To analyze transcript abundance, 10 μg total RNA was incubated with DNase (Ambion, Foster City, CA) at 37˚C for 30 min, followed by the addition of 5 μl DNase inactivation solution (Ambion, Foster City, CA) at room temperature. After 2 min, the mixture was spun for 2 min full-speed in a table-top centrifuge at room temperature, and the supernatant was recovered for reverse transcription (RT). 18S rRNA was used as the internal standard for normalization. RT-PCR primers were designed with the aid of the web-based program Primer3 (http://www.frodo.wi.mit.edu/cgi-bin/primer3/primer3www.cgi), and potential inhibitory secondary structures of primers and the predicted amplicon were checked using the web-based program “mFold” [22]. (http://www.bioweb.pasteur.fr/seqanal/interfaces/mfold-simple.html). Primers were designed to produce amplicons of 150 to 500 bp in size. The primers included: JnCML-like forward, 5’-AGGGCGCTGTCTTCTTACAA-3’, and reverse, 5’-AGTGCCTCTCGCAACT-CATT-3’ (product size around 200 bp); sequences of the 18S rRNA forward and reverse primers were 5’-AGA-GGCCTACAATGGTGGTG-3’ and 5’-CTCCAATGGAT-CCTC-GTTA-3’ (product size round 200 bp), respectively. Firststrand cDNA was synthesized as described by the manufacturer (Invitrogen, Carlsbad, CA). One μl of cDNA derived from 10 μg of total RNA was added to a PCR reaction consisting of 1X reaction buffer, 100 μM MgCl2 100 μM dNTP’s, 10 pmol each primer, 0.25 U of TaqGo polymerase (Promega, Madison, WI) in a total volume of 25 μl. The PCR program consisted of a 2-min denaturation step at 94˚C, followed by 24 cycles of 94˚C (30 s), annealing at 54˚C (30 s), 68˚C (45 s), followed by a 10-min extension at 68˚C. Amplified products were electrophoresed through 1% agarose gels, detected by ethidium bromide staining, and photographed under UV light (UVP, BioDoc-It, Upland, CA).

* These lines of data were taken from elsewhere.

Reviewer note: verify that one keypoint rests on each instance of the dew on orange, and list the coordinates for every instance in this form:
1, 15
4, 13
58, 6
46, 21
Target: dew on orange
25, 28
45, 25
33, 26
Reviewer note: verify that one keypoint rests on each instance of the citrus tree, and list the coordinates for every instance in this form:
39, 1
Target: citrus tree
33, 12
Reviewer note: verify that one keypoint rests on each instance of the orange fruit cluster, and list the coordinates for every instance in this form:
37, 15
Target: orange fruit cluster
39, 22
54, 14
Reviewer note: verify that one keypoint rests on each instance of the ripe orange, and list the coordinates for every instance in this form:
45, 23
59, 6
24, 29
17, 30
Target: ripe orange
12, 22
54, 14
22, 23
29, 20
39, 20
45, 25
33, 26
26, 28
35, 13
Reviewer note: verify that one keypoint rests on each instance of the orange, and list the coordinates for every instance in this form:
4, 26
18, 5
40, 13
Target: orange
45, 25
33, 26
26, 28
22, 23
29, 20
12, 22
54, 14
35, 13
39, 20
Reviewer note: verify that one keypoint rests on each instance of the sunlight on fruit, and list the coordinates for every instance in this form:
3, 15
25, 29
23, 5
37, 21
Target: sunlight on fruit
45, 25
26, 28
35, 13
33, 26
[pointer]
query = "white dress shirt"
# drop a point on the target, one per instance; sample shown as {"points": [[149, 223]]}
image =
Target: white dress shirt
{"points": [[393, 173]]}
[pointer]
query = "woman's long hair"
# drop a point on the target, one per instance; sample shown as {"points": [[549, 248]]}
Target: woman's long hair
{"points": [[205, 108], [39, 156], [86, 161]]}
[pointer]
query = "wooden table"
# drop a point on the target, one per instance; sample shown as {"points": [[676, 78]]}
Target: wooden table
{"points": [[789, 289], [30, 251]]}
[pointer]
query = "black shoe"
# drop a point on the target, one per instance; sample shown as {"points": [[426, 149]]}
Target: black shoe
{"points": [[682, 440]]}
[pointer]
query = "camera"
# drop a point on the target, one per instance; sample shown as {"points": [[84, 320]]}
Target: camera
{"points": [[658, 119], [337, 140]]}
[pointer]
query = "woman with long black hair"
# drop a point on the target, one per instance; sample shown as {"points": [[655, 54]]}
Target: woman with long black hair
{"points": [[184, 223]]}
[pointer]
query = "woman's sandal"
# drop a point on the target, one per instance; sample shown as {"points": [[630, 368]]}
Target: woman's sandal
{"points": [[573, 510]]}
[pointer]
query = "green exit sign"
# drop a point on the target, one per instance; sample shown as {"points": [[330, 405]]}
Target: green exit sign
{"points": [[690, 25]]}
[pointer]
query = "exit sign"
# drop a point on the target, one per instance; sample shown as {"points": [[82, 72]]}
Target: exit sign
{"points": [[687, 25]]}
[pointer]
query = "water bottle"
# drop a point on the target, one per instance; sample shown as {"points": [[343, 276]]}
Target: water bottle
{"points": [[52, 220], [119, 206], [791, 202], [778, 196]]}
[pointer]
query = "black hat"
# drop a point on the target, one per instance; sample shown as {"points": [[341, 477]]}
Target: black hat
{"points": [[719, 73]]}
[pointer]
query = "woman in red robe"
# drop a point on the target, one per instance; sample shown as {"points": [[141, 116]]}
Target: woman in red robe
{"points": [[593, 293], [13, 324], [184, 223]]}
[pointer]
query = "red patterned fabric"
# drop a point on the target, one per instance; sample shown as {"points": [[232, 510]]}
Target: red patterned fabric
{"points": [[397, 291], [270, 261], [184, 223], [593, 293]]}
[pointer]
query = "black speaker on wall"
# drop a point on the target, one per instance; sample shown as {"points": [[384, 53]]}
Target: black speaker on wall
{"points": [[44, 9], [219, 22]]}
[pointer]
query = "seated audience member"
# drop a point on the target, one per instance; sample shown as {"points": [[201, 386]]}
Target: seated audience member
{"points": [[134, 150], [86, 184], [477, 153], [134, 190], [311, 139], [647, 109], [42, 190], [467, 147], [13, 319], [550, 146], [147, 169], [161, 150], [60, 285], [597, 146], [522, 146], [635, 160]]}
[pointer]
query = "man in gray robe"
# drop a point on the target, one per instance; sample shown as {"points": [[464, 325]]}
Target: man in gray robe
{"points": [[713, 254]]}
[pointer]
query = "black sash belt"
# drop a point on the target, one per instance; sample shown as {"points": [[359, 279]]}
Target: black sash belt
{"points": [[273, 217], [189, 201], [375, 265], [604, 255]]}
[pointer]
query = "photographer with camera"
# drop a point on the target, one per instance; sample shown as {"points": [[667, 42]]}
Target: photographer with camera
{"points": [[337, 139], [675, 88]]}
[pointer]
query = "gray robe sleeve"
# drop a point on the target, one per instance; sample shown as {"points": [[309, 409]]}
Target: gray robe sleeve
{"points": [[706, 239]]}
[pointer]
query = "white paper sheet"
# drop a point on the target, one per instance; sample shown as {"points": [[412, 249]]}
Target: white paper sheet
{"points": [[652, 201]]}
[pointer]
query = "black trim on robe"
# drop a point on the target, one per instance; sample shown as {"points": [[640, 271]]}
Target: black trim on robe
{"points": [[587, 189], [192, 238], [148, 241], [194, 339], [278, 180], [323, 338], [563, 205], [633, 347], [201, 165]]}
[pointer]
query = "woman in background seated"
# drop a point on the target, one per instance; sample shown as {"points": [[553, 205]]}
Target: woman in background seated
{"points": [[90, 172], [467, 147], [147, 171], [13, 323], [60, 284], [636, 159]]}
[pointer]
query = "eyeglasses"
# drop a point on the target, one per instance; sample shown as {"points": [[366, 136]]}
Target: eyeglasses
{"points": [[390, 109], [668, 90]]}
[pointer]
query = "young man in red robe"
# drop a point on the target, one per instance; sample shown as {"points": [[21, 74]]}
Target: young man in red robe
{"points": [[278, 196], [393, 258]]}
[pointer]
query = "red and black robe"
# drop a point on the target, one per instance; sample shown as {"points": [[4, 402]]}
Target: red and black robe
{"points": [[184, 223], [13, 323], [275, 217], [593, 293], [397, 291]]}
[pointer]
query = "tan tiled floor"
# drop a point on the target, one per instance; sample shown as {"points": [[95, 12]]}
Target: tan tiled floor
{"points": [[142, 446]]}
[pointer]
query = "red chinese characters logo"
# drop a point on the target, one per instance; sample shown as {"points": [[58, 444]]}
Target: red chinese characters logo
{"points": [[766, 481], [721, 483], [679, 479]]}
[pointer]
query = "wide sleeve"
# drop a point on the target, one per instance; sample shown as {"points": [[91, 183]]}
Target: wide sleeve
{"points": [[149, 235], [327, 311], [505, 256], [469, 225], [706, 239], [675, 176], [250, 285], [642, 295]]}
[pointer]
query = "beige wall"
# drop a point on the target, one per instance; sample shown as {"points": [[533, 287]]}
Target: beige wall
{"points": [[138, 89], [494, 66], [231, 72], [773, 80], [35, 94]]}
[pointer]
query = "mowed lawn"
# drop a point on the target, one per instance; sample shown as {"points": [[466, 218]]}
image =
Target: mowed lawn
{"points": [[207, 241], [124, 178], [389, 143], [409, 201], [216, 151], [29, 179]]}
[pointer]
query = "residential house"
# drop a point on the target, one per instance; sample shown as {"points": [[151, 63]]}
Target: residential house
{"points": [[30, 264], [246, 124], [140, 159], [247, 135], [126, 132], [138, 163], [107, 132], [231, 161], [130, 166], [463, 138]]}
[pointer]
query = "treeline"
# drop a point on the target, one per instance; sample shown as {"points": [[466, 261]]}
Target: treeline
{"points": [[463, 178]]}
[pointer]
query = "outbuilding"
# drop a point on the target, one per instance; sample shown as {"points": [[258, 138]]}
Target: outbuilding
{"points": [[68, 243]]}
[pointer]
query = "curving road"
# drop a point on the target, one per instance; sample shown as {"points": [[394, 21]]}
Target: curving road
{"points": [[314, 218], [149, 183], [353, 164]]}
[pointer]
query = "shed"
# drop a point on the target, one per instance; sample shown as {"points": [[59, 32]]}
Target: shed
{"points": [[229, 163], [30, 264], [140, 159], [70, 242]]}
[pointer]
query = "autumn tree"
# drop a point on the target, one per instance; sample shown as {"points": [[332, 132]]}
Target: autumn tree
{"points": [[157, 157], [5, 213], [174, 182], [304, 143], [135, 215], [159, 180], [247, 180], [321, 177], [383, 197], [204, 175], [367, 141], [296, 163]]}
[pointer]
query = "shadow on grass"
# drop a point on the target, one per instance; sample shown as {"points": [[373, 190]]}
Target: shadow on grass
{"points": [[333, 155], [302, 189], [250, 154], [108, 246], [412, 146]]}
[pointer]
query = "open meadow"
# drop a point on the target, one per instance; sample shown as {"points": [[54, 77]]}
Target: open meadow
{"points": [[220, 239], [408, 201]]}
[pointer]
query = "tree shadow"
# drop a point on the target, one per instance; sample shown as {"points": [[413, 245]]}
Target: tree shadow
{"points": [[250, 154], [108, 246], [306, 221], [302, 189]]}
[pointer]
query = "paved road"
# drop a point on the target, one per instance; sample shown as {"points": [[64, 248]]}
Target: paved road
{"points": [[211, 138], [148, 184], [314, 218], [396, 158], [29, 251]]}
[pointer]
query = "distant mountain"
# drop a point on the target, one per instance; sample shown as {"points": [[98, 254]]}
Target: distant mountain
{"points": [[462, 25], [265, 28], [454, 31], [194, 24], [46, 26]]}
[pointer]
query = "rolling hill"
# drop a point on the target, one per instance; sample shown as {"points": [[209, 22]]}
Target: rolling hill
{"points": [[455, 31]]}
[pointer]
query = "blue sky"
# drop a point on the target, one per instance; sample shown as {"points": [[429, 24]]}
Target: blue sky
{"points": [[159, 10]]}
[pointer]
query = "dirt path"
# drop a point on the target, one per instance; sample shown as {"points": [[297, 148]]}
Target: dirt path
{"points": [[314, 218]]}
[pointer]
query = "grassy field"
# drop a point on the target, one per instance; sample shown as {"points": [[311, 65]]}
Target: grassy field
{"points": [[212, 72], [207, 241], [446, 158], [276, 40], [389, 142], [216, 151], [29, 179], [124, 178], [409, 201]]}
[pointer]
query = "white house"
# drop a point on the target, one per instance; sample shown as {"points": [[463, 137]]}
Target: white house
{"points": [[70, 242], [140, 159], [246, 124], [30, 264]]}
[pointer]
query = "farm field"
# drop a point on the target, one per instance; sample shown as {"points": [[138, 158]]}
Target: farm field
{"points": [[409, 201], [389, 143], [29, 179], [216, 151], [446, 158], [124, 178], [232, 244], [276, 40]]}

2.4. Candidate Genes and Real-time PCR

To understand the biology of the TZ, the expression of genes from a partially sequenced and annotated cDNA library made from the TZ of black walnut was evaluated using a Populus microarray [23] and semi-quantitative RT-PCR. The phage titer of this primary cDNA library exceeded 1 × 106 pfu and the cloned cDNA insert sizes (20 clones sized) ranged between 400 to 2000 bp (average size: 800 bp) [unpublished data]. As a preliminary analysis, primers were designed to amplify 80 genes with putative homeodomains or with annotations related to hormone signal transduction or cell death (Table 1).

Table 1. Primers for black walnut gene models examined for differential expression in the transition zone.

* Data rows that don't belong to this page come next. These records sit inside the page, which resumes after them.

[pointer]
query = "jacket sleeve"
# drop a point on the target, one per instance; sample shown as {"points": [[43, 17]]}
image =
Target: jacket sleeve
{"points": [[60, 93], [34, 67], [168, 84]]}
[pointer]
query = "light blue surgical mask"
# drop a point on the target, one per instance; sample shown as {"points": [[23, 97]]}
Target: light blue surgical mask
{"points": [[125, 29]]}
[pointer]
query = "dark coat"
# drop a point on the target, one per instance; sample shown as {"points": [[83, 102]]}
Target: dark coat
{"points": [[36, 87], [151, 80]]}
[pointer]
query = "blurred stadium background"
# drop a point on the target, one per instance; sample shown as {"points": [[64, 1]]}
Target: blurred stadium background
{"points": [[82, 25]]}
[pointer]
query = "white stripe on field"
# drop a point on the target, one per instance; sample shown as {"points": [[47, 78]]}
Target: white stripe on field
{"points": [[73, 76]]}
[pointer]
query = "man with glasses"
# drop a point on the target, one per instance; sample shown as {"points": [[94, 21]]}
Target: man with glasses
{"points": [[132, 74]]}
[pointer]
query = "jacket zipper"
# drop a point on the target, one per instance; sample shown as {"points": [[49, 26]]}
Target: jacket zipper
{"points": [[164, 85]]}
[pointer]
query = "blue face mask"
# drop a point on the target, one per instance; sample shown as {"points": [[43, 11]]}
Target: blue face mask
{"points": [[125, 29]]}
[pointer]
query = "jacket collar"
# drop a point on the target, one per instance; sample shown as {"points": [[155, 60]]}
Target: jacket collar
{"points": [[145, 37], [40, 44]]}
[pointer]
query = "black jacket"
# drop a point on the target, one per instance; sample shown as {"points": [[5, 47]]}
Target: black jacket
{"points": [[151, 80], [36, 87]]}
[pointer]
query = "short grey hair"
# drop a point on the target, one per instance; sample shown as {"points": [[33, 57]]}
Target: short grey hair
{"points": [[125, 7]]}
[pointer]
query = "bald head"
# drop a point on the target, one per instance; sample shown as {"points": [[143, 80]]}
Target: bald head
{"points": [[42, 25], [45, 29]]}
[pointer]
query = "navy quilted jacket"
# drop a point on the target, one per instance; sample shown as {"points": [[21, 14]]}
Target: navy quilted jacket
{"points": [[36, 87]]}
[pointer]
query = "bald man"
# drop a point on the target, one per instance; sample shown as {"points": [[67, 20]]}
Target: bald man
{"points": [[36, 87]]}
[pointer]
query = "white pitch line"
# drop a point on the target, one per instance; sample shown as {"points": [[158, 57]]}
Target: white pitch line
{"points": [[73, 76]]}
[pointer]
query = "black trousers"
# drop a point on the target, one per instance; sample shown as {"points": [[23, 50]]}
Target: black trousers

Our goal was to identify genes expressed at higher levels in the TZ and in the fall than in sapwood and the summer. After identifying candidate genes, we verified expression differences using iQTM SYBR Green Supermix (Bio-Rad, Hercules, CA) and the iQ5 multicolor real-time PCR Detection System (BioRad, Hercules, CA). Control (18S rRNA) and six samples (TZ, interior sapwood, and exterior sapwood, for both summer tree and fall trees) were run as three replicates (distinct RNA pools from distinct trees) and repeated twice (technical replicates). Each 25-μl reaction consisted of 12.5 μl of SYBR Green PCR Master Mix (Bio-Rad), 1 μl of each primer (10 μM, JnCML-like forward and reverse; these primers were also used for semi-quantitative RT-PCR) and 1 μl of cDNA derived from 10 μg of total RNA. The reaction was run at 95˚C for 10 min, followed by 40 cycles at 95˚C for 15 s, 55˚C ~ 58˚C for 30 s, and 72˚C for 30 s, and an extension phase of 81 cycles of melt-curve analysis as described by the manufacturer. BioRad’s iQ5 software was allowed to choose cycle threshold levels and define the log-phase cycle number used for comparing gene-expression levels. The fold change of gene expression relative to the standard (18S rRNA) was defined by the formula 2ΔΔCT (comparative C T method) (User's Manual, ABI PRISM 7700 Sequence Detection System, Perkin-Elmer Applied Biosystems), where ΔCT = CT (sample) − CT (18S rRNA), ΔΔCT = ΔCT of samples –ΔCT of the TZ harvested from fall. 18S rRNA has been shown to be a robust standard for reverse transcription qPCR [24]. CT values are the number of PCR cycles at which signal significantly rises above background; a consistent CT was applied across all replicates. All samples appearing in a single figure were analyzed simultaneously in a single qPCR run, and then RNA from a separate pool was analyzed as a second replicate, and so on.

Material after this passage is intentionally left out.